My mother is a certifiable beach Nazi. If a child throws so much as a grain of sand her way, she will shoot him a look so deadly he will run cowering to his parents. It’s a beautiful thing to behold, really, and quite effective as kids often steer clear of our blanket. As a result, however, I’m a bit paranoid about my own children’s beach behavior and have become certifiable in my own right. After witnessing weeks of bad beach etiquette, I feel the need to share this list of beach dos and don’ts that would make my mom proud:
1. Don’t throw sand – ever. Don’t walk to the shore and shake out your towel. Don’t let your kids run amongst the blankets, kicking up sand in their wake. Do teach them to deposit their shovel full of sand low to the ground, rather than vigorously throw it over their shoulder. Do take your flip-flops off before walking by my blanket. Sand has its place and it’s not between my teeth.

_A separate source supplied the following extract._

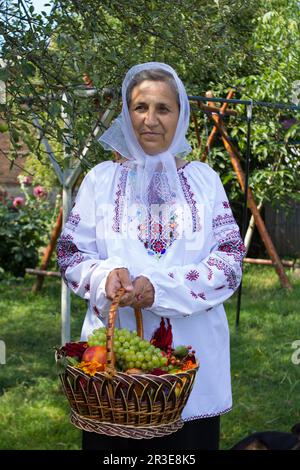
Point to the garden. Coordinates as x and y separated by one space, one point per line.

2. Mind your balls. Everyone loves throwing a football or playing paddle ball, but engaging in these activities at the shore of a crowded beach is just plain rude. Everyone must scrupulously avoid you and your balls. You keep hitting people, running into them and splashing them. Your balls land on people’s lunches. Take your balls and go to a field or park, or come back in October. Speaking of balls, gentlemen, please do not wear your sport shorts to the beach, sans underwear. That’s why they put that little mesh thing inside your bathing suit. It’s a ball catcher. Wear it, or, at the very least, keep those legs closed.
3. Personal space, people. I know there are those days when the temperature climbs to 100 degrees and everyone flocks to South County, so much so that you feel the entire state will tip right into the Atlantic. On those days, I accept that our blankets will be touching. Most days, however, there’s ample sand for all of us. Why, then, must people plop themselves so obtrusively close to my beach camp? If you’re planning a beach day with 18 of your closest friends and relatives, don’t show up at noon on a Sunday in July and expect to get prime real estate by squeezing yourself in between two families. Get there early, like the rest of us did. If you’re not sure about the boundaries, ask yourself these questions:
Are you sitting so close that no one can discern where your party ends and mine begins?
Are people unable to walk between my camp and yours without stepping on my blanket?
If a strong breeze blows, will I catch of whiff of your body odor and/or salami and cheese sandwich?
If you’ve answered “yes” to any of these questions, you have your answer: You’re too close.
4. Go home with your toys, and only your toys. The beach is a veritable key party for toys, as most of us come with one set and leave with another. You can almost hear the toys plotting their exit: “Hey you, in the Hello Kitty bikini. I came with her, but I’m going home with YOU.” While I like the idea of a fair swap, I don’t like that my kids’ toys are so vulnerable. I know it’s just a shovel, but it’s my shovel, damn it, and I’d like to go home with the one with which I arrived. Please tell your kids to leave my toys alone, even if they beg to be taken home. I’ll do the same.
5. Finally, and most importantly, stop feeding the seagulls. It’s hard to believe this rule needs to be said, but every summer some morons decide that last clamcake would make a great seagull snack. There they stand, large grin on their faces, as the seagulls surround them like a scene from “The Birds.” The rest of us, however, are getting pummeled with bird shit and must rush to cover our bags of chips as these rats with wings descend upon our blankets. If you want to feed birds, do it in your own backyard where they’ll crap all over YOU and YOUR stuff. As for that last clamcake, eat it or throw it in the garbage. Seagulls don’t need grease and carbs.
I apologize if I come off as a curmudgeon. I just want to enjoy my day at the beach without being covered in seagull poop and getting hit by stray balls. If you disagree with my rules, or have a rule or two you’d like to share, please comment. I’d love to hear from you. That said, Number 5 is not up for debate.
You make me proud daughter dearest.. sounds like you may be soon taking my reign over as Beach Nazi Queen! Love it… people pay attention!
LMAO! Add in loud music and cigarette smoke and I'm on-board!